The aim of this study is to demonstrate the value of a fully integrated ensemble-based modeling approach for an onshore field in Abu Dhabi. Model uncertainties are included in both static and dynamic domains and valuable insights are achieved in record time of nine-weeks with very promising results.
Workflows are established to honor the recommended static and dynamic modeling processes suited to the complexity of the field. Realistic sedimentological, structural and dynamic reservoir parameter uncertainties are identified and propagated to obtain realistic variability in the reservoir simulator response. These integrated workflows are used to generate an ensemble of equi-probable reservoir models. All realizations in the ensemble are then history-matched simultaneously before carrying out the production predictions using the entire ensemble.

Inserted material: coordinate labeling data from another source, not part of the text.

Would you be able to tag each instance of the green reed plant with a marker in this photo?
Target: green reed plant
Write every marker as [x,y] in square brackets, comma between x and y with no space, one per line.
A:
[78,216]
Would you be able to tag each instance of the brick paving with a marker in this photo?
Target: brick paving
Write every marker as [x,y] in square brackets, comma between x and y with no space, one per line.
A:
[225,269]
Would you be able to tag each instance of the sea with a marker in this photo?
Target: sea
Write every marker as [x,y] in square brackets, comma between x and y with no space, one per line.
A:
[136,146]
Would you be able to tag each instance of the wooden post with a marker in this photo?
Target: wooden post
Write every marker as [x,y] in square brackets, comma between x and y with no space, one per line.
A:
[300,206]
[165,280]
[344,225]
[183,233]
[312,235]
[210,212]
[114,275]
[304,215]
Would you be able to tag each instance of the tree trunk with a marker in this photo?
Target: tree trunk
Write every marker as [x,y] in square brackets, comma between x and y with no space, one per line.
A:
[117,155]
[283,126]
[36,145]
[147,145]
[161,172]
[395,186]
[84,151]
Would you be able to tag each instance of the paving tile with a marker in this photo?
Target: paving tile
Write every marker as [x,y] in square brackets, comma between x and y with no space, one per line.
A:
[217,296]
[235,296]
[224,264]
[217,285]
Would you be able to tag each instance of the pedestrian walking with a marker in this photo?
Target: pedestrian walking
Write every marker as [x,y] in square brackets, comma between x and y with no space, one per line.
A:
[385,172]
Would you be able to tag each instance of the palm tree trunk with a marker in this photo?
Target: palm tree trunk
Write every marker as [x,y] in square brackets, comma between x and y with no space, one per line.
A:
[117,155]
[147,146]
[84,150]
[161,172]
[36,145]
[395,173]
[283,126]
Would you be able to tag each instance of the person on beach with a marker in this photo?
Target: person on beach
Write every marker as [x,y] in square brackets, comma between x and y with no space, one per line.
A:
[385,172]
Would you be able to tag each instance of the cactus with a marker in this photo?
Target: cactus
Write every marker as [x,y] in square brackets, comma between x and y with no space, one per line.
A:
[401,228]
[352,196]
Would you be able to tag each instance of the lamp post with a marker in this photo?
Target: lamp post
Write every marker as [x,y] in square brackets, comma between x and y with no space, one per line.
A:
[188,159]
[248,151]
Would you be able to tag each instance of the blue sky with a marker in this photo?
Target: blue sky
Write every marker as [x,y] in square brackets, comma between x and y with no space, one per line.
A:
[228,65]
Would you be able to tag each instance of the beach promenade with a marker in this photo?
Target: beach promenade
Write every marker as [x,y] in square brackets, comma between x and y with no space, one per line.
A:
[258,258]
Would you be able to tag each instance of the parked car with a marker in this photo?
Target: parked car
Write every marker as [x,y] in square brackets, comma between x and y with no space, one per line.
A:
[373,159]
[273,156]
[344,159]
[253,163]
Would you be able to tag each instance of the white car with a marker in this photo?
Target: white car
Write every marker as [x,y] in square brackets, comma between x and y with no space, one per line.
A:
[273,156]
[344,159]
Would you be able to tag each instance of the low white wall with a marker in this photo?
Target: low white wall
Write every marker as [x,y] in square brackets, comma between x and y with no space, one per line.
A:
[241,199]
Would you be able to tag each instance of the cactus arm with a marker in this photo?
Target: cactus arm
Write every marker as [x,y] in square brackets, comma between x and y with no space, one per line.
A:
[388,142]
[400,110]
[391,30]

Analysis of the updates made during the history-matching process demonstrates valuable insights to the reservoir such as the presence of enhanced permeability streaks. These represent a challenge in the explicit modeling process due to the complex responses on the well log profiles. However, results analysis of the history matched ensemble shows that the location of high permeability updates generated by the history matching process is consistent with geological observations of enhanced permeability streaks in cores and the sequence stratigraphic framework. Additionally, post processing of available PLT data as a blind test show trends of fluid flow along horizontal wells are well captured, increasing confidence in the geologic consistency of the ensemble of models. This modeling approach provides an ensemble of history- matched reservoir models having an excellent match for both field and individual wells’ observed field production data. Furthermore, with the recommended modeling workflows, the generated models are geologically consistent and honor inherent correlations in the input data. Forecast of this ensemble of models enables realistic uncertainties in dynamic responses to be quantified, providing insights for informed reservoir management decisions and risk mitigation.
Analysis of forecasted ensemble dynamic responses help evaluating performance of existing infill targets and delineate new infill targets while understanding the associated risks under both static and dynamic uncertainty. Repeatable workflows allow incorporation of new data in a robust manner and accelerates time from model building to decision making.